I often wonder why more doctors aren't using this unbelievably powerful approach to deal with heart disease. But when I see colleagues implanting stents, defibrillators, and the like for many thousands of dollars per patient, the answers are obvious. Given a choice of a rational, effective program of prevention that pays the doctor a few hundred dollars for his time, versus $2000 to $10,000 for a procedure, you can see that the temptation is irresistible for many physicians.

All in the family--What to do if there's heart disease in your family

What should you do if a close relative of yours is diagnosed with coronary disease?
This question came up recently with a patient of mine. The patient--a strapping, 47 year old businessman who looked the absolute picture of health--was undergoing bypass surgery. Although I'd met him for the purposes of plaque reversal, he was already having symptoms and his stress test was flagrantly abnormal, all discovered after a heart scan score of 765. On the day after the patient's bypass, the patient's brother came to me. Understandably concerned about his own health, he asked what he should do. The answer: get a heart scan.
Measure the disease with the easiest test available. If his heart scan score is zero, great--he's at exceptionally low (near zero) risk for heart attack.
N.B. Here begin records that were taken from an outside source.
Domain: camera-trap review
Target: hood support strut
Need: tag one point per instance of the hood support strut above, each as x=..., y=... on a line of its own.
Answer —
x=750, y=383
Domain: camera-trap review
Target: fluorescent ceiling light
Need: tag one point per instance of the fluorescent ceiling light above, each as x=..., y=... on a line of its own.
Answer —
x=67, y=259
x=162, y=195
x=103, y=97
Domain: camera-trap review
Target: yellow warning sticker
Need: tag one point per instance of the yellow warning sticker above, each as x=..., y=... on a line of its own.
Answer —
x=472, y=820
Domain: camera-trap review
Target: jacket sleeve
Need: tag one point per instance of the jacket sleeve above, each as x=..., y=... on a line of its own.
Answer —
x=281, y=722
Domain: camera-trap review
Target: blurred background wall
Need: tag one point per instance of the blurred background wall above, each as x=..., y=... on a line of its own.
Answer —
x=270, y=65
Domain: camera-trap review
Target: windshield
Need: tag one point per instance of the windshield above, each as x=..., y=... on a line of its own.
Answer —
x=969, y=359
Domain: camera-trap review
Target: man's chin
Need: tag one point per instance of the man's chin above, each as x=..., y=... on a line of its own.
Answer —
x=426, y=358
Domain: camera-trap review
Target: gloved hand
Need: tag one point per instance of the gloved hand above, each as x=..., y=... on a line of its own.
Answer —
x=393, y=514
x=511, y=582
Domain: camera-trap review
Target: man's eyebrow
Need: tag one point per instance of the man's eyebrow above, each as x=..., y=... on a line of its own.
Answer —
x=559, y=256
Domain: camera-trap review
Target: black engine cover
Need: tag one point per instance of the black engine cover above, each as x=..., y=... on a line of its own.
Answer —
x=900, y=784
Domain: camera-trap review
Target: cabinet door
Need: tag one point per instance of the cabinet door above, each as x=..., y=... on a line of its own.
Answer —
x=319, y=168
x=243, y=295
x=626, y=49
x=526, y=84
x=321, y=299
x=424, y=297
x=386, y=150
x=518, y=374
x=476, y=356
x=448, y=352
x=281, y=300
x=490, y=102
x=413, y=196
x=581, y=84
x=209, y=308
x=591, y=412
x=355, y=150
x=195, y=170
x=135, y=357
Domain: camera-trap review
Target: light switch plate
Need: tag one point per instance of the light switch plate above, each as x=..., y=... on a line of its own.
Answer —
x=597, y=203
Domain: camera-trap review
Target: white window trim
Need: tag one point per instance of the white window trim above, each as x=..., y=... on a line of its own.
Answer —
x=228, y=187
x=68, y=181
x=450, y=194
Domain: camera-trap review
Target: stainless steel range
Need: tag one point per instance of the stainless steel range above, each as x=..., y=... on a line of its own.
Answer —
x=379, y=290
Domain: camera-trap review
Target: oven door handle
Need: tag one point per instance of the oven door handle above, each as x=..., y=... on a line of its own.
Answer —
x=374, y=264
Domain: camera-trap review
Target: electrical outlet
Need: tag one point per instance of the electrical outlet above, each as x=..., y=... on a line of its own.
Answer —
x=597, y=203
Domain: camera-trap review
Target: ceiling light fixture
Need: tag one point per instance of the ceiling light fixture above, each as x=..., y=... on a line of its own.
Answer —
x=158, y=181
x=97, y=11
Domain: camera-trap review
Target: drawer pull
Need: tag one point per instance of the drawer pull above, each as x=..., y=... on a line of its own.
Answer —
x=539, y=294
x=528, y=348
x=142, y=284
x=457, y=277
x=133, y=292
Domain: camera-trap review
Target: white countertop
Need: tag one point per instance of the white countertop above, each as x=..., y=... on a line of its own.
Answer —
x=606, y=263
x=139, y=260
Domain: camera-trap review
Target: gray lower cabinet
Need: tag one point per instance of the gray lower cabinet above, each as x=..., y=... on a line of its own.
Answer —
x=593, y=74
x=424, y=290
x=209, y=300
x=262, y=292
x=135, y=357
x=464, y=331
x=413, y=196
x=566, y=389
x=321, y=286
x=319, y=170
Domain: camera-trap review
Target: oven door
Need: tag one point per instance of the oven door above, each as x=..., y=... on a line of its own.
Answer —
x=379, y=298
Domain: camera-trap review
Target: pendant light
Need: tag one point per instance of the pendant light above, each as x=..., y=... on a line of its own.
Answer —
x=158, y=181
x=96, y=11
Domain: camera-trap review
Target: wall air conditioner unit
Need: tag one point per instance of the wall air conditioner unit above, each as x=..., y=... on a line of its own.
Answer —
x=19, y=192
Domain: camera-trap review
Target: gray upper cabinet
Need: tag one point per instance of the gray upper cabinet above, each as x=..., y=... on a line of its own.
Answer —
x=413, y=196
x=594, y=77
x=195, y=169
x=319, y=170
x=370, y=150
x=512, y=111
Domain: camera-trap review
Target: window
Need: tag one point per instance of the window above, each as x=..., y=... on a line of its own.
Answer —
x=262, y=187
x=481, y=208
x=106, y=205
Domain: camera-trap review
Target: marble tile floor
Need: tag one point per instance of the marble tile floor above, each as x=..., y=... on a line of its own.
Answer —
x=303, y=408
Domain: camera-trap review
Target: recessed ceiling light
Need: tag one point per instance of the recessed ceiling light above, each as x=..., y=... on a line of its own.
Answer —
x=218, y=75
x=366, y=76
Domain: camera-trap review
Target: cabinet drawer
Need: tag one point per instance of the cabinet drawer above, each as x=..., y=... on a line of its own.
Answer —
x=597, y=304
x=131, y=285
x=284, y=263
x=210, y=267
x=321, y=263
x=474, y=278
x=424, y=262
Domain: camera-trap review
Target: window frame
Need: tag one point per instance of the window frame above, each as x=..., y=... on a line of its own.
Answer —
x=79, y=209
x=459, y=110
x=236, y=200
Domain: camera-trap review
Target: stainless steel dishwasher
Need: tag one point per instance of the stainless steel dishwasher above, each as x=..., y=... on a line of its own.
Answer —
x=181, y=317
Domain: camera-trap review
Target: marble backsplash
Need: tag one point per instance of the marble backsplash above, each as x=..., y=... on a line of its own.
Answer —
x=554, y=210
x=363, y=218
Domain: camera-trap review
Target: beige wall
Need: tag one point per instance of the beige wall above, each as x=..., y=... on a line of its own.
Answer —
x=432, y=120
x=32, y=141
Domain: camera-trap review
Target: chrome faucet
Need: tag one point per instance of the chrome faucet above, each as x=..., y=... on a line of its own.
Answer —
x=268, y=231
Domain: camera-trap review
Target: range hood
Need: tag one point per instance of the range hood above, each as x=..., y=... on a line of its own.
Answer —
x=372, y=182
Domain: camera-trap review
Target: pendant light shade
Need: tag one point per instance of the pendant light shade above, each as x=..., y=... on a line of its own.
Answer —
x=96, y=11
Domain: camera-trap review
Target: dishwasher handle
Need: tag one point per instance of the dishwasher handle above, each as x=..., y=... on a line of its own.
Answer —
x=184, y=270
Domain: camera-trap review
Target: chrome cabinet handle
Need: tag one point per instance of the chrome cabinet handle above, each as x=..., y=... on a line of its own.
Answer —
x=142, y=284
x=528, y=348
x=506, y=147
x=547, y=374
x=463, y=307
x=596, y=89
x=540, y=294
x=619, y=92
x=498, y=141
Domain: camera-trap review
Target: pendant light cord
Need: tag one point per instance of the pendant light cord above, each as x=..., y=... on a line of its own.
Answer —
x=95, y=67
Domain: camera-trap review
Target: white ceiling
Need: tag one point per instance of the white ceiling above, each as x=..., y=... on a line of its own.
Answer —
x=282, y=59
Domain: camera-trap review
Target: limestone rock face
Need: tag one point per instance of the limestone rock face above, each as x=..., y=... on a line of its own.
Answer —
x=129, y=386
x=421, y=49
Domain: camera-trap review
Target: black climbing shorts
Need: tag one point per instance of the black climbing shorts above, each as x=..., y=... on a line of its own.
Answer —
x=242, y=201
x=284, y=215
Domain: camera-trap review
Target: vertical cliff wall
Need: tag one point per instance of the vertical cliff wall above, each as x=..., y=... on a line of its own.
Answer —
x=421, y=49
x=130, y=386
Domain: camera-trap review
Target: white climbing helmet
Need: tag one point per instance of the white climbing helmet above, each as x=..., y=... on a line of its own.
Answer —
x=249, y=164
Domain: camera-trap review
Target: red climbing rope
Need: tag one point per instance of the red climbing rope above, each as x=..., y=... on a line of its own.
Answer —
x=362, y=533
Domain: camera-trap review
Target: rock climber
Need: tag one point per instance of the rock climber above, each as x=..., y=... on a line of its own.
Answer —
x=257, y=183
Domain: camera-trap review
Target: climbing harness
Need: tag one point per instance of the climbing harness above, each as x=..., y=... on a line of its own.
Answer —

A modest program of long-term prevention is all that's necessary. What if his score is like his brother, should he get in line for his bypass? No, absolutely not! But he will need two things: 1) a stress test to ascertain whether or not he's safe (60% likelihood a stress test would be normal), and 2) an effort to determine how the heck he got so much plaque. (We favor lipoprotein testing, of course, for greatest diagnostic certainty.)
Message: Learn from the lessons your own family provides. Don't let this valuable information go to waste.